# Visit around Keukenhof



## Dido (May 14, 2014)

Last week we taked a few days out. 
And visited the area of Keukenhof in the NL

This year flowers was nearly over only a few pics from the landscape


----------



## NYEric (May 14, 2014)

Thanks for sharing anyway.  
How's things at work?


----------



## gonewild (May 14, 2014)

NYEric said:


> Thanks for sharing anyway.
> How's things at work?



Obviously Dido is not at work!


----------



## abax (May 14, 2014)

Beautiful flower overload...POW!


----------



## SlipperFan (May 14, 2014)

What a sight!


----------



## Dido (May 15, 2014)

NYEric said:


> Thanks for sharing anyway.
> How's things at work?



Getting wors, we are sold now to a Us Company 

Oh well my time there maybe will come to an end. 

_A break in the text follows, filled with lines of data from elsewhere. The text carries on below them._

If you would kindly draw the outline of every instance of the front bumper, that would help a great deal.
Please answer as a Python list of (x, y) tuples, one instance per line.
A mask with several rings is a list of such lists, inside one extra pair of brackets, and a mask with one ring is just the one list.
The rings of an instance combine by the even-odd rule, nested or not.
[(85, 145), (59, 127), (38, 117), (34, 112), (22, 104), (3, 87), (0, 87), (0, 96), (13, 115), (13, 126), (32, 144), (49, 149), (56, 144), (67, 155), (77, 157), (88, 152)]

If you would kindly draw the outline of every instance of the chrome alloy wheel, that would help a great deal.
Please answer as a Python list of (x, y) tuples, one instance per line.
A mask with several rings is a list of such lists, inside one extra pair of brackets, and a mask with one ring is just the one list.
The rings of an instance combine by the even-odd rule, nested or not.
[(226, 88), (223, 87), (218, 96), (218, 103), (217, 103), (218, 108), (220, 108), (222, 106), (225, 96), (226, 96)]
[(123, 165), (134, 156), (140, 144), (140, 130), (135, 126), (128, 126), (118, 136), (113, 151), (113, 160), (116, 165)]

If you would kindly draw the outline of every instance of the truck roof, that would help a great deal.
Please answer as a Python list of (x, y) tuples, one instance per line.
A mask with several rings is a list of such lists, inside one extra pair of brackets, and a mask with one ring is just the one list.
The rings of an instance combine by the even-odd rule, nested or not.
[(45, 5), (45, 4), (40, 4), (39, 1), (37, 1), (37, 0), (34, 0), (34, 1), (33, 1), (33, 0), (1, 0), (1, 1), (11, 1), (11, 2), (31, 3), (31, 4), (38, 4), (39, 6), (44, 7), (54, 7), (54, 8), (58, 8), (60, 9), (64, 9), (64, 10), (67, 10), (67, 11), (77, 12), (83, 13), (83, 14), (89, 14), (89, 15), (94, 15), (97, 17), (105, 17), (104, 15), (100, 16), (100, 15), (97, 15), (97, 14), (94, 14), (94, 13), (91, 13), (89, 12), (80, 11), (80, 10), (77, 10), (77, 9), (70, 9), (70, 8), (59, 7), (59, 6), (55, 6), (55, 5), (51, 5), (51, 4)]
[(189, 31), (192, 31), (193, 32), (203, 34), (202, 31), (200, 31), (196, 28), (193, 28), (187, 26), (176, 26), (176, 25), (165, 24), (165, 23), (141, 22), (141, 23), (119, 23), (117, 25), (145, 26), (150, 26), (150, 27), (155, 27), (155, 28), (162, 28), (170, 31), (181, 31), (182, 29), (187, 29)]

This is why I needed some days with the family. We where at burgers zoo too, I think one of the best in europe, but not orchids....


----------



## KyushuCalanthe (May 15, 2014)

Well those photos confirm the idea that all tulips are grown in Holland only to be shipped to countries like Japan where they flower the first year, grow the next, and then perish - sounds like a good business model :rollhappy:


----------



## cnycharles (May 15, 2014)

Actually millions of bulbils are sent to the greenhouse in Virginia where we are leasing space; other lessee sells millions of cut flower tulips on major holidays and steady supply rest of time; all starts are shipped from holland

Sp error
Sent from my iPhone using Tapatalk


----------



## JeanLux (May 16, 2014)

The aera is esp. beautiful at this time of the year!!!! Jean


----------



## Trithor (May 17, 2014)

Burger Bush is my favorite get-away during winter. Not too many places that you can wander arround in a 'tropical rainforest' complete with reptiles and fruit bats in the middle of winter in Europe (and it is a mere few km from home)


----------